'Energy crisis hotspots': The coldest neighbourhoods in Wales revealed

The coldest neighbourhoods are "energy crisis hotspots", where people are living on the lowest incomes and where homes have the lowest energy efficiency ratings, which means they are more expensive to heat.  Credit: Grey Hutton

Households in Conwy, Denbighshire and Cardiff are among the coldest in Wales, according to new thermal images.

The charity Friends of the Earth has carried out research to find the least energy efficient neighbourhoods as people grapple with the cost of living crisis.

These neighbourhoods have been called "energy crisis hotspots", where people are living on the lowest incomes and homes have the lowest energy efficiency ratings, which means they are more expensive to heat – making energy use and bills higher than average.

Friends of the Earth Cymru is now calling for the Welsh Government to urgently introduce an ambitious Warm Homes programme to insulate people's homes.

The top three coldest neighbourhoods have been named as within Old Colwyn and Llanddulas in Conwy, Rhyl North in Denbighshire, and Grangetown North in Cardiff.

Neighbourhoods in Holyhead in the Isle of Anglesey, Caerau in Bridgend, Tonypandy West and Clydach Vale in Rhondda Cynon Taf, and Ravenhill in Swansea are all in the top 10.

Wales has some of the worst insulated homes in Europe, making them expensive to heat as warmth escapes through walls, windows, roofs, and doors.

Friends of the Earth commissioned a photojournalist to visit some of these areas with a thermal imaging camera to capture the stories of those struggling to heat their homes.

It highlights how "people of colour, disabled people, older people, and those living on low incomes" are among those "disproportionately impacted" by the energy crisis.

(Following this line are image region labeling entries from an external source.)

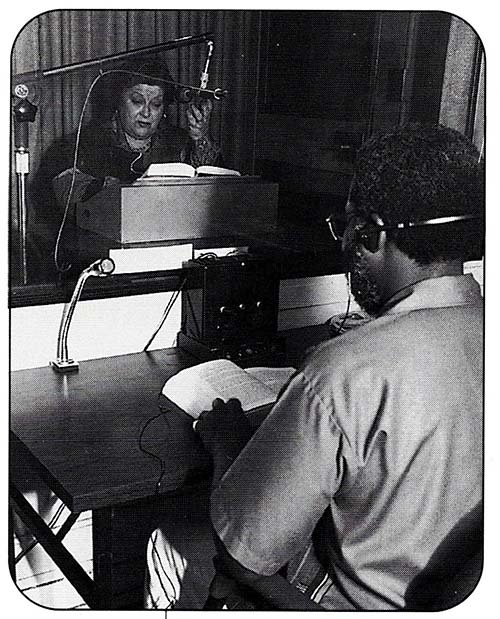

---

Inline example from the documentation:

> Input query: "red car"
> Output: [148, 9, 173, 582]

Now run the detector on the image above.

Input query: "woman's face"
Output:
[119, 84, 163, 140]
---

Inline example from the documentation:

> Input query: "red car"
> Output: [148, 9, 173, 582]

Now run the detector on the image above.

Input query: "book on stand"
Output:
[134, 162, 241, 184]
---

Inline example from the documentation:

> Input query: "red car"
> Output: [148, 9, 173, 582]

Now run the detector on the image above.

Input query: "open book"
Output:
[162, 359, 295, 419]
[139, 162, 241, 180]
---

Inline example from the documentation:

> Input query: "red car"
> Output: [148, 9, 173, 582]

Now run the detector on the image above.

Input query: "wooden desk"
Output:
[10, 328, 325, 608]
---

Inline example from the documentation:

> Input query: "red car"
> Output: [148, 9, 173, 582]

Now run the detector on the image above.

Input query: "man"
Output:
[146, 126, 484, 610]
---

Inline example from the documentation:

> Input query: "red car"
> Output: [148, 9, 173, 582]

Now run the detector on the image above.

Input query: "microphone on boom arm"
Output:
[175, 87, 228, 103]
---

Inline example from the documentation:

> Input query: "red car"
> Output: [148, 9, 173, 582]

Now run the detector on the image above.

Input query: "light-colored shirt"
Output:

One image captures just how cold the tips of 78-year-old Audrey's fingers are because she struggles with poor circulation and arthritis. Credit: Grey Hutton

78-year-old Audrey, who lives in Rhyl and has a number of health issues, said that she lives in just one room of her home – her bedroom – because it is the only way she can afford to stay warm.

She is disabled and lives with arthritis, chronic obstructive pulmonary disease (COPD), and has recently had a triple heart bypass and hip replacement.

Even when the heater is on, she says the room is unable to heat up properly.

The photojournalist met with people living in poorly insulated, heat-leaking homes that are proving not just difficult to keep warm, but often have damp issues and put health and wellbeing at risk too.

Among those photographed were 48-year-old Thomas, who lives in Rhyl. He describes wearing three pairs of trousers in his home and using hot water bottles and blankets to keep warm because he can't afford to heat it.

Living in supported housing, he is on a prepayment meter, but he says that hasn't turned on his heating because he can't afford to pay the daily standing charge.

Haf Elgar, Director of Friends of the Earth Cymru, said: "Many people across Wales, like Thomas and Audrey, are struggling to keep warm in poorly insulated homes, forced into making impossible choices between heating and eating.

48-year-old Thomas says he is “walking around like the Michelin Man" at home as he has to wear so many layers. Credit: Grey Hutton

"We urge Welsh Government to implement its Warm Homes Programme as soon as possible - one that is ambitious enough to keep people warm and safe.

"Please provide financial support for vulnerable households, and insulation to lower people's energy bills. We also need to speed up the move towards an energy system based on renewables and low carbon heating."

A Welsh Government spokesperson said: "Improving the energy efficiency of homes is the most effective way we can support householders to reduce their energy bills and more than 67,000 homes have benefitted from our £394m Warm Homes programme over the last 10 years.

“This winter, we have expanded our advice services and our Fuel Support Scheme, which will provide a £200 payment to an extra 200,000 households.

"We have also provided nearly £4 million to introduce a national fuel voucher and Heat Fund scheme in Wales for households that have to prepay for their fuel.

"The scheme, which began in the Autumn, provides direct financial support to eligible households on prepayment meters and those not connected to the mains gas network who are struggling to prepay for their fuel and are at risk of disconnection.”